There's definitely more at play here, and I believe it comes down to Disney spending the majority of the last year or so trying to play both sides against the middle politically. We saw the obviously planted story that was complete nonsense about how Rachel Zegler was solely responsible for the failings of Snow White, the reporting that Elio was changed mid-development to remove any queer allusions, and the reporting that Disney was using focus groups of fans to try and cater their releases to those fanbases, misunderstanding online culture wars and general vitriol for fandom.

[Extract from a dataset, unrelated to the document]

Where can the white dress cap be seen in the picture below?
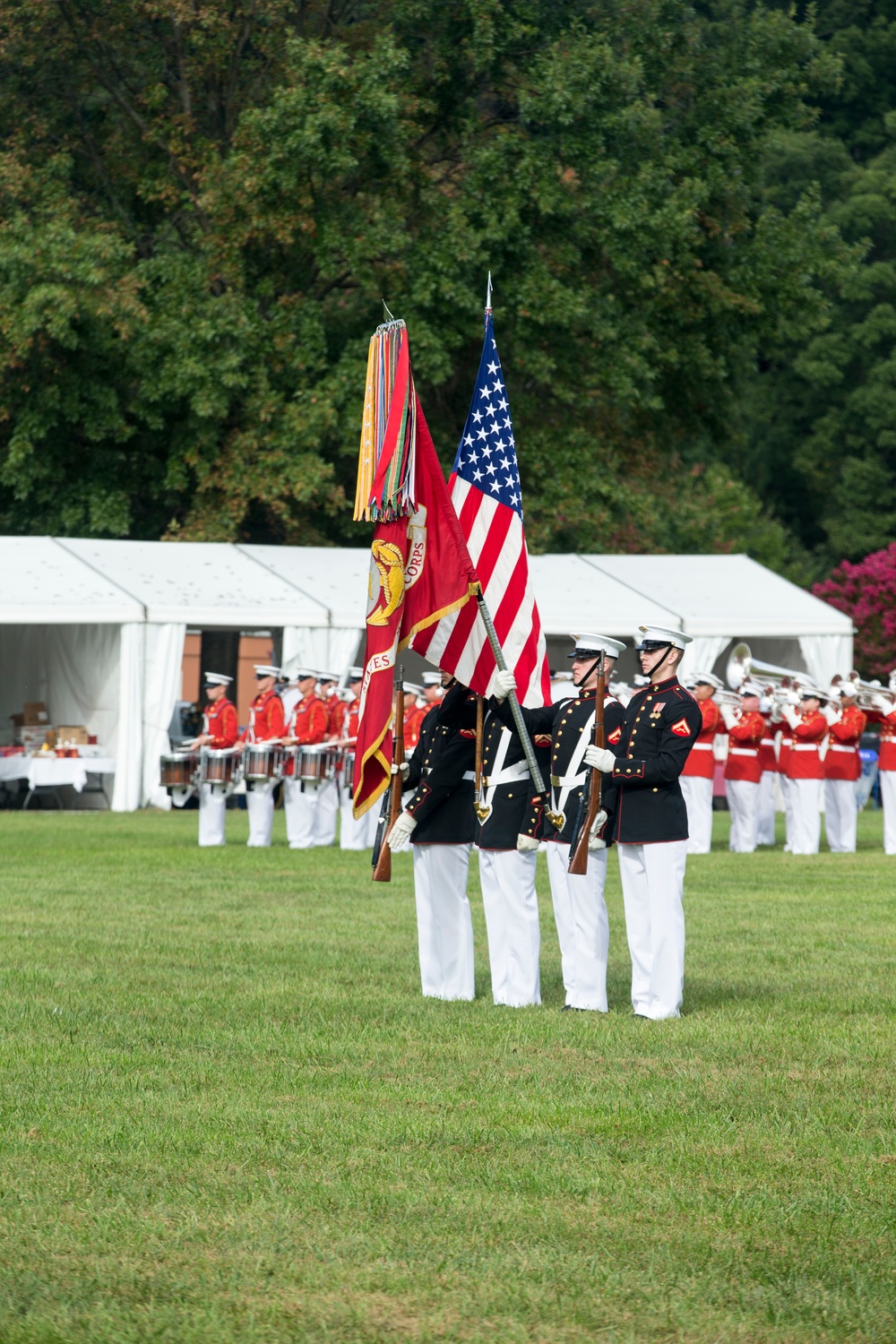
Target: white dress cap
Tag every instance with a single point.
(657, 637)
(595, 644)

In the waning days of the sequel trilogy (late 2019), Lucasfilm had two major live-action Star Wars releases. Disney+ launched with The Mandalorian as its flagship title, and The Rise of Skywalker was going to culminate the Skywalker Saga theatrically. Among the far right, people who had christened themselves the true fans, The Rise of Skywalker was derided while The Mandalorian was acclaimed to a borderline ridiculous degree. They also launched a campaign to cast aside anyone who supported the sequels as shippers who only cared about the romance angle, specifically a relationship between Rey and Ben Solo.

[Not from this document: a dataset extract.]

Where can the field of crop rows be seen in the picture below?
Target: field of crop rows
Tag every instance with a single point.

Taken into the full context of the last few years, I believe that this is probably closer to the reason this film was vetoed by Disney. The side of YouTube and podcasts that talk about entertainment is flooded with people on the far right who do an excellent job of manufacturing a controversy. If they began production on a sequel trilogy follow-up about Ben, the negative press about the movie would be invented before a script was ever turned in. Why tempt that when you can make a movie sequel to The Mandalorian and bring Ryan Gosling in to be the lead in a standalone film?

Here's the thing Disney has to remember: this group is fickle and is not representative of actual fans. This group you're trying to appease opposed the acquisition of Lucasfilm in the first place, all the casting of the sequels before a frame of the movie was even shot, derided The Force Awakens for being too derivative, derided The Last Jedi for being too different, and only liked The Mandalorian until women started gaining larger roles. It is absurd to think this is a group you should work to appease. Arguably, what you should do as a studio is shut them down and publicly say, "No, this outlet is lying." Until Disney and Lucasfilm do that, they can make the whitest and most inoffensive movies possible and still never win this group over because if they so much as step a toe over the line, they'll be back in front of the metaphorical firing squad.